Stories

Enrique

My best friend is from Menorca. Her native language is Catalan. We both went to uni in Barcelona. The Catalan variety of Menorca is quite different from Barcelona’s, which is considered “the standard”. She had to give a presentation for a pragmatics course. After she gave the presentation, one of the FOUNDERS of the linguistics department (first linguistics department in Spain) told her: “you probably did very good, but I didn’t understand much”. I (and the rest of the students) understood her perfectly fine.

Edith

I was once marked down by a lecturer in Austria for speaking with a Yorkshire accent instead of RP in an EFL class. English is not my native language. Now I have a Welsh accent from when I did my PhD in dialectology at Swansea University. I’m proud of it.

Dave

Before presenting my research at a conference the chair of the session (and head of the organisation running the conference) introduced me but instead of introducing my position or the title of my paper thought it more relevant to tell everyone that “Dave is from Scotland, so he is going to try to speak very slowly and clearly for us all so that we can understand him, isn’t he?”.  I responded that I could deliver my paper in Scots if they would like to which they replied “yes you like to think you have your own language don’t you?”

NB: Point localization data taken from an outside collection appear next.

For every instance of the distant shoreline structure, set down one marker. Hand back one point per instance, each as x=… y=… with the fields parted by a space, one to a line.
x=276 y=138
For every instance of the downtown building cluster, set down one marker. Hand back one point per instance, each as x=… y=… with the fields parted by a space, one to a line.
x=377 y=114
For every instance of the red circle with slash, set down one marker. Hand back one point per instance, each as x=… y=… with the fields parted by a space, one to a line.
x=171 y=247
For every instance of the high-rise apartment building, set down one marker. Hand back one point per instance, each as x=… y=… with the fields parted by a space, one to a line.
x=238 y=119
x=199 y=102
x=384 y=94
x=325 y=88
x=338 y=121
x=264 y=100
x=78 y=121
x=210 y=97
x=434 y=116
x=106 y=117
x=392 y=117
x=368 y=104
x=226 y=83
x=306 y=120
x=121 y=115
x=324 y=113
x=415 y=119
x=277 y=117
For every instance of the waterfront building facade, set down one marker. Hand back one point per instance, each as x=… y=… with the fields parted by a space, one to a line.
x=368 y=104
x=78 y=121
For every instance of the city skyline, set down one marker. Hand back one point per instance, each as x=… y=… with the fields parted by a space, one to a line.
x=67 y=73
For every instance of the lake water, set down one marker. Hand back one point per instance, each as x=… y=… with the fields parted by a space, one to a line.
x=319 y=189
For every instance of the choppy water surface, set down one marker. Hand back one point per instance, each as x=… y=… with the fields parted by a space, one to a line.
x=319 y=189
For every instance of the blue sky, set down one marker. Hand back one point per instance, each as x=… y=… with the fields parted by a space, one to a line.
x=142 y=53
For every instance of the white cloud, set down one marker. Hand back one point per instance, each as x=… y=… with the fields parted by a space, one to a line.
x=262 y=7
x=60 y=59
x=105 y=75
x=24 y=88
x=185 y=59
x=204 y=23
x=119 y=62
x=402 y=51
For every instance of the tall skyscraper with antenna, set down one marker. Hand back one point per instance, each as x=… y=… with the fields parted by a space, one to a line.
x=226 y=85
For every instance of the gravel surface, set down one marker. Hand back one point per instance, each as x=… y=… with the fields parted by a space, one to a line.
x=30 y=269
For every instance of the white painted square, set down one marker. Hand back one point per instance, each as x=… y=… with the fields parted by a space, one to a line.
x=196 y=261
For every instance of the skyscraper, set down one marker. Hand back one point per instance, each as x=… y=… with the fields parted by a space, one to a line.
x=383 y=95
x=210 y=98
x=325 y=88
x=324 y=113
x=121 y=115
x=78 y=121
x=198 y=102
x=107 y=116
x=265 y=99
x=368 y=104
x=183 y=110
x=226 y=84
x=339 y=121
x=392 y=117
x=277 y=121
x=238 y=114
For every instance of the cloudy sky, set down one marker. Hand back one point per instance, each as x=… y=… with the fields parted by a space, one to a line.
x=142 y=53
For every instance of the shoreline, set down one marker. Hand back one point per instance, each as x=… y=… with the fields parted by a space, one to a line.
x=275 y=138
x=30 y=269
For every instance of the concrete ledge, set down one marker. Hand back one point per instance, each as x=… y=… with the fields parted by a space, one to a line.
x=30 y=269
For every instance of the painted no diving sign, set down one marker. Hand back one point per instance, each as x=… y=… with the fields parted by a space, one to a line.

I think a few of the audience were also quite shocked at this but the majority thought it was quite funny. I always find it surprising that this would happen at an applied linguistics/sociolinguistics conference! Stuff like this happens to me frequently at conferences and it consistently strikes me as odd that linguists (mostly old, white and English…) assume that I’m not aware of my own speech or think I’m incapable of speaking in a way in which people can understand me.

Anon

On a winter evening train in Sussex, around 2010 or so, I had a brief phone conversation with my brother. We are from Liverpool so I accommodated (as presumably did he) but normally you wouldn’t notice. Two young families were across the aisle, some seated some standing. Phone call over, the two dads started bantering about how much they hated thieving/scrounging/whining Scousers, and chanting the name of the team that had just knocked Liverpool out of Europe. When it came to my stop, they made a pretence of not letting me off the train but in the end stood aside smiling

Eszter

One time, a British woman asked me upon meeting me ‘Where is home?’ I assumed she meant my address, so I told her which area I lived in, to which she replied (in a manner close to baby talk) ‘No, no, home. Where does mummy live?’ I was shocked as, although she was several decades older than me (and may have seen me as a young person), I have not lived with ‘mummy’ for almost a decade. I told her that I’m from Hungary to which she replied ‘Your English is so much better than my Romanian cleaning lady’s!’ I then told her that I’m doing a PhD in English linguistics and avoided talking to her for the rest of the night.

Thom

I seem to be in a minority of English people, with my nonstandard Leicester accent,  who pronounce “tongue” “tong” rather than “tung”. It got mocked at university, and even my wife finds it so funny that I’ve actually altered the way I say it, or avoid saying the word aloud. It’s a small thing, sure, but it does make me very self conscious.

Alice

I was picked on when I joined my secondary school for speaking ‘posh’. I guess I had quite an RP accent from my parents who had both had elocution lessons when they were younger. I would definitely not have considered myself ‘posh’ though. No one wanted to be posh at my school. I had to very quickly start speaking North Londonese to avoid bullying. 

Karen

I’m Irish and have experienced a lot of negative feedback and discrimination in the UK due to my accent, ranging from someone refusing to be seated next to me on a plane to students telling me they can’t take me seriously because I ‘sound like Father Ted’!